Em julho de 1999, o PCC lançou uma repressão brutal contra a disciplina, o que levou muitos praticantes do Falun Dafa a serem vigiados, presos e torturados sob custódia da polícia, com numerosos casos de morte. Investigações independentes revelaram que a atividade de extração forçada de órgãos financiada pelo PCC tem como fonte principal de órgãos as pessoas que são presas por suas crenças, principalmente praticantes do Falun Dafa, cristãos de igrejas domiciliares, budistas tibetanos e muçulmanos uigures.

Nesta foto de arquivo, praticantes do Falun Dafa realizam exercícios em Guangzhou, China, antes do início da perseguição (End Transplant Abuse in China)
Nesta foto de arquivo, praticantes do Falun Dafa realizam exercícios em Guangzhou, China, antes do início da perseguição (End Transplant Abuse in China)

Alguns dos métodos mais comuns de tortura física usados nesses prisioneiros presos por causa de suas crenças religiosas incluem espancamentos, choque com bastões elétricos, alimentação forçada, exposição ao calor e ao frio extremos, confinamento em minúsculas jaulas, uso de algemas por longos períodos e injeções de drogas perigosas.

O pastor Bob Fu, fundador e presidente da ChinaAid, uma organização cristã de direitos humanos, disse em um comunicado que o súbito ataque maciço contra membros da igreja “representa um aumento significativo da perseguição religiosa na China” e que esta escala maior de prisões mostra que o regime do líder Xi Jinping “está deliberadamente se tornando um inimigo dos valores universais, como a liberdade religiosa para todos”.

Ele acrescentou: “ChinaAid apela à comunidade internacional para que condene essas prisões arbitrárias de devotos religiosos inocentes e insta o regime chinês a libertá-los imediatamente”.

De acordo com o Conselho de Relações Exteriores, estimativas independentes sugerem que existem mais de 100 milhões de cristãos na China, um número que excede o de membros do Partido Comunista Chinês, levando a um aumento da repressão religiosa.

(China Photos/Getty Images)
(China Photos/Getty Images)

Embora os cristãos enfrentem uma repressão sem precedentes do regime comunista oficialmente ateu, sua fé permanece inabalável.

“As igrejas domiciliares acreditam que nossas necessidades espirituais e o conteúdo de nossa fé são governados por Deus”, disse Jin à Reuters. “O que precisamos é de liberdade para acreditar.

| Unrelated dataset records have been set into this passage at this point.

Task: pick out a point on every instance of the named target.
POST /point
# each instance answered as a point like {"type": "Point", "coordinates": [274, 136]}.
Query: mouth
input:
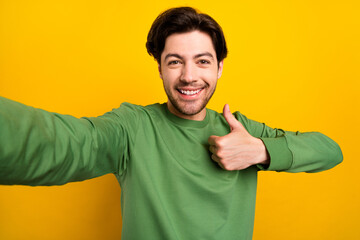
{"type": "Point", "coordinates": [190, 94]}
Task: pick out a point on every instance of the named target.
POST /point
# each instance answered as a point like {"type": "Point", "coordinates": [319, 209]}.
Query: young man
{"type": "Point", "coordinates": [186, 172]}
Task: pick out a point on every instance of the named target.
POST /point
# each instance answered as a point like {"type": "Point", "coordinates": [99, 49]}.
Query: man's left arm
{"type": "Point", "coordinates": [253, 143]}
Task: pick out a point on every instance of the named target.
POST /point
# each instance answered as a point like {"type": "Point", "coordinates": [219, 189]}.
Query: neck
{"type": "Point", "coordinates": [197, 117]}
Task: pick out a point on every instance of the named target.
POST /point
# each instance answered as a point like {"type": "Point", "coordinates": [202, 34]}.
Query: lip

Sem isso, não é fé real”.

愿赤县不赤基督是主,盼神州归神恩典为王。——王怡牧师

Posted by 秋雨圣约教会 on Sunday, June 3, 2018

Quarenta e oito horas depois de o pastor Wang ter sido preso, membros da igreja divulgaram uma declaração anteriormente escrita por ele e que ele havia instruído a divulgar, caso passassem por uma situação como essa.

O pastor Wang escreveu: “Estou cheio de raiva e desgosto por causa dessa perseguição contra a igreja praticada por esse regime comunista, pelo mal de privar seu povo da liberdade de religião e consciência”.

“Eu aceito e respeito o fato de que Deus permitiu que esse regime comunista governasse temporariamente”, escreveu ele. “Não importa de que crime o regime comunista me acuse, qualquer lixo que seja jogado contra mim […] eu nego tudo categoricamente.”